The Yen (JPY) Expected to Remain Weak With the BOJ Not Intending to Pivot

The Japanese Yen has been extremely weak throughout this year, sending USD/JPY to 152 by mid-November as the Bank of Japan kept rates negative while other major central banks were hiking them at an incredible pace. But since then we have seen some strong bullish momentum in the JPY, which has sent this pair down to 141, although let’s see if it can keep it up in 2024.

The reason for the sudden strength in the JPY in the last month or so, was the comments from the Bank of Japan governor and other members, suggesting that they would tweak the monetary policy soon, with markets implying a December change. But, they didn’t move anything in this month’s meeting and didn’t offer much either.

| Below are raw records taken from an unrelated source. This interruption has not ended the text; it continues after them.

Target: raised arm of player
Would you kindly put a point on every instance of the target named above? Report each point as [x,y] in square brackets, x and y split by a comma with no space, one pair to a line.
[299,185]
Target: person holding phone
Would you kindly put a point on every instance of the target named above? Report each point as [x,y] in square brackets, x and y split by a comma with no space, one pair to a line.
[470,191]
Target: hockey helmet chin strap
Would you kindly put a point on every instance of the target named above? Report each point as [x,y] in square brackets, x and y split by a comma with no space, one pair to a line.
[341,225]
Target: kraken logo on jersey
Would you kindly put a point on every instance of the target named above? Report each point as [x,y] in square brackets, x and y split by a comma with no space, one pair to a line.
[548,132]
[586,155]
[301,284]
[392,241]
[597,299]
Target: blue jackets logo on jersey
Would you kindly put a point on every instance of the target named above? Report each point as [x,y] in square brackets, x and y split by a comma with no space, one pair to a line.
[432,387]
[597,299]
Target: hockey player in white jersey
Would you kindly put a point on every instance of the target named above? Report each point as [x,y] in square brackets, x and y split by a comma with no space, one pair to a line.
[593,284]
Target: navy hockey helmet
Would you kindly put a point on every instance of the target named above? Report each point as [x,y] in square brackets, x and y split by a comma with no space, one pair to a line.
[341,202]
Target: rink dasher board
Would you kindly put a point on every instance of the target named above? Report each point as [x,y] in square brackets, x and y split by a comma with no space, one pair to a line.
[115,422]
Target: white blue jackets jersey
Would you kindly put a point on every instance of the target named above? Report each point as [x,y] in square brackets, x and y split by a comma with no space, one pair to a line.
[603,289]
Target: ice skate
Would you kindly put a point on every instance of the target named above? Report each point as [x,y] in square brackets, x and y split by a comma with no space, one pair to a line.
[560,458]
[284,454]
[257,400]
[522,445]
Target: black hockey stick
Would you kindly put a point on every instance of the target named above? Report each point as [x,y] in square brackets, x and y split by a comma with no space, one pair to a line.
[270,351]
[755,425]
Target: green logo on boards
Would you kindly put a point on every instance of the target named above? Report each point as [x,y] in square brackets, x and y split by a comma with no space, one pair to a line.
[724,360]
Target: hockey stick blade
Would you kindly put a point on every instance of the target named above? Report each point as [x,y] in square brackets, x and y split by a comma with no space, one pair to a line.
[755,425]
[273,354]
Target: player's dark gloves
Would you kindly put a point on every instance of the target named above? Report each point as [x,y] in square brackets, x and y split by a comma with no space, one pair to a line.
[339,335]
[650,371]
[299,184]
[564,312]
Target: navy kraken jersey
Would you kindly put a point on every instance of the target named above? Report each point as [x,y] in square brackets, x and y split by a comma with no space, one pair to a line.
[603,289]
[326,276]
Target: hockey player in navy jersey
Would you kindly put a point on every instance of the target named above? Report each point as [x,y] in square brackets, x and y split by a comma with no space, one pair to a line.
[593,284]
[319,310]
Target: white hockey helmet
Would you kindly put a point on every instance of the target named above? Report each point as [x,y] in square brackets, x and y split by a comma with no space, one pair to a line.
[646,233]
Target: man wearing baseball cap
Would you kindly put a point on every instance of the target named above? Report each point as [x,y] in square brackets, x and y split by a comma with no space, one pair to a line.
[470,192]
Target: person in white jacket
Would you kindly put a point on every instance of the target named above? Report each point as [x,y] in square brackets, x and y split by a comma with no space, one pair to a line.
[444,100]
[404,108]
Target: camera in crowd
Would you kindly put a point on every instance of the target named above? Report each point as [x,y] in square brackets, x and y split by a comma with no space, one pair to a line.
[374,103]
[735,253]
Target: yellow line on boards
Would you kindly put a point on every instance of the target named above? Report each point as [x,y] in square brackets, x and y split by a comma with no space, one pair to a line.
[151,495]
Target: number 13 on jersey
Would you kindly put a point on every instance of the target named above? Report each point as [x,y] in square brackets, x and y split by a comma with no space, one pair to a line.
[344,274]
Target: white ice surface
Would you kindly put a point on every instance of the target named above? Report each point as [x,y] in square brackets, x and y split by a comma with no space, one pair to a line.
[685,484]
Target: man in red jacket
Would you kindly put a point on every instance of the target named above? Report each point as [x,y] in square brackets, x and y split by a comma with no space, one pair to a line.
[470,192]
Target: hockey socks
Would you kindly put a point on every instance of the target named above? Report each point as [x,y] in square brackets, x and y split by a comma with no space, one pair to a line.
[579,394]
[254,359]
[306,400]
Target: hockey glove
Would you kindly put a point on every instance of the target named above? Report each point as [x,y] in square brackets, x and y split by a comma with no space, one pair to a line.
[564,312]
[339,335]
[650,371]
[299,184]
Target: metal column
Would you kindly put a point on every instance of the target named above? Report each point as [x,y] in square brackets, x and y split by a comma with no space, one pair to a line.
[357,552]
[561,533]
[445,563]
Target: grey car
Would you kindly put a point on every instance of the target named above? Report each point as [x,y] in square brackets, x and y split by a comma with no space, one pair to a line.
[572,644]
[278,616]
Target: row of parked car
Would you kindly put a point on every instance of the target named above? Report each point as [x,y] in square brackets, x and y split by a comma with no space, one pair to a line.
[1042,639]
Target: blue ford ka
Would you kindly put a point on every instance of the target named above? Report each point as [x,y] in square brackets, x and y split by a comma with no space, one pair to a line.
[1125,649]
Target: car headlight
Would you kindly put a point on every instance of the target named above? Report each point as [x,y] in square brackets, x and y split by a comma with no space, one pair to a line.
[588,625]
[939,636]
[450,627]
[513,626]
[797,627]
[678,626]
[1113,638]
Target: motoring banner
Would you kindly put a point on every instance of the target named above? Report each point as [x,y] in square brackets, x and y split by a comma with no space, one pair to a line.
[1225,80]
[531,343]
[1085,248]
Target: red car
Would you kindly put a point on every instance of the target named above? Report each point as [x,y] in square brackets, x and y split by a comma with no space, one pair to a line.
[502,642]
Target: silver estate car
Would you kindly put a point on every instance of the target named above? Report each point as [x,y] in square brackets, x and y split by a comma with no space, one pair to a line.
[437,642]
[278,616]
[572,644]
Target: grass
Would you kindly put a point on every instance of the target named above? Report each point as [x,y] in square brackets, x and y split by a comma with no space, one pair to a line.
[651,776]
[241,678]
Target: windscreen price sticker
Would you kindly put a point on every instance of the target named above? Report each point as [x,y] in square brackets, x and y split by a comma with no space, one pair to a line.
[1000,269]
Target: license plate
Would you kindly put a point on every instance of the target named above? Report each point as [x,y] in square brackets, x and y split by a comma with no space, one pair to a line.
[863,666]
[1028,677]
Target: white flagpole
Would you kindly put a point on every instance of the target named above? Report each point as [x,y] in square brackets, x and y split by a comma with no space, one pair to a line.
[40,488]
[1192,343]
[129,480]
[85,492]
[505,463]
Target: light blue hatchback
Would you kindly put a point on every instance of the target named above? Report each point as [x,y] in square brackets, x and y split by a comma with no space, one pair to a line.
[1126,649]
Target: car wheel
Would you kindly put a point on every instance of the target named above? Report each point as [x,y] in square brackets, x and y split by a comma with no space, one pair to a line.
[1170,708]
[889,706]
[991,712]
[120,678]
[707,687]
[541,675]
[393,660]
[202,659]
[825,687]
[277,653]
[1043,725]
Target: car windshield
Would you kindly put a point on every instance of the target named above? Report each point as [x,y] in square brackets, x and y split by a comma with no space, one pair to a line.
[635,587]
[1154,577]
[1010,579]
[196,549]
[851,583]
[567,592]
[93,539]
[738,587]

USD/JPY H4 Chart – The 50 SMA Continues to Keep It Bearish

In simpler terms, the summary of the Bank of Japan’s (BOJ) December meeting doesn’t indicate any immediate change in direction or urgency. The central bank seems to be maintaining its current stance without making any significant shifts in policy. This is a strong bearish factor for the JPY, but we didn’t see much action after today’s release, but most traders are off until next Tuesday, so we’ll have to wait until then,

The BOJ December Meeting Summary

  • Patience in Maintaining Monetary Easing:
    • One member emphasized the need to patiently maintain monetary easing, suggesting a cautious approach to any changes in the current policy stance.
  • Confirmation of Sustainable Achievement of Price Target:
    • Another member highlighted the importance of confirming a sustainable and stable achievement of the price target before considering the end of negative interest rates and Yield Curve Control (YCC).
  • Scrutiny of Wage and Price Moves Under YCC:
    • A member stressed the importance of scrutinizing wage and price movements under YCC, especially given strong upward pressure on prices likely being stabilized.
  • Risk Assessment of Wage Hikes:
    • One member expressed the view that even if wage hikes next spring are considerably higher than expected, the risk of this causing underlying inflation to significantly exceed 2% is considered small.
  • Not Falling Behind the Curve in Raising Rates:
    • Another member stated that the current situation does not warrant falling behind the curve in raising rates. This suggests a readiness to act if economic conditions warrant, even if the decision is made after observing wage negotiations in the spring.

More:

  • BoJ Member: Steps taken so far have reduced the risk of distortions in the yield curve. The BOJ has flexibility to assess whether the price target can be achieved through a positive cycle of increasing wages and prices.
  • BoJ Member: While the risk of inflation rising too quickly and requiring rapid tightening is low, the potential costs if this risk materializes would be significant.
  • BoJ Member: The timing for normalizing monetary policy is approaching.
  • BoJ Member: The BOJ should seize the opportunity to normalize policy to prevent the risk of high prices negatively impacting consumption and hindering the achievement of the price target.
  • BoJ Member: Looking ahead to exiting the current policy, the BOJ must carefully weigh the benefits and costs of Yield Curve Control (YCC) and negative interest rate policies.
  • BoJ Member: Attention should be given to consumption trends for now. However, considering the improved economy, the treatment of YCC and risky asset buying should be reviewed later.
  • BoJ Member: The BOJ’s forward guidance suggests a willingness to make adjustments to YCC if reaching the price target seems likely with such changes.
  • BoJ Member: Continued discussion on issues like the timing of policy exit and the appropriate pace of rate hikes is crucial.
  • BoJ Member: From the perspective of maintaining confidence in its ability to conduct policy during the exit phase, the BOJ needs to communicate about central bank balance sheet matters.
  • BoJ Member: There’s a growing momentum for wage hikes compared to the previous year.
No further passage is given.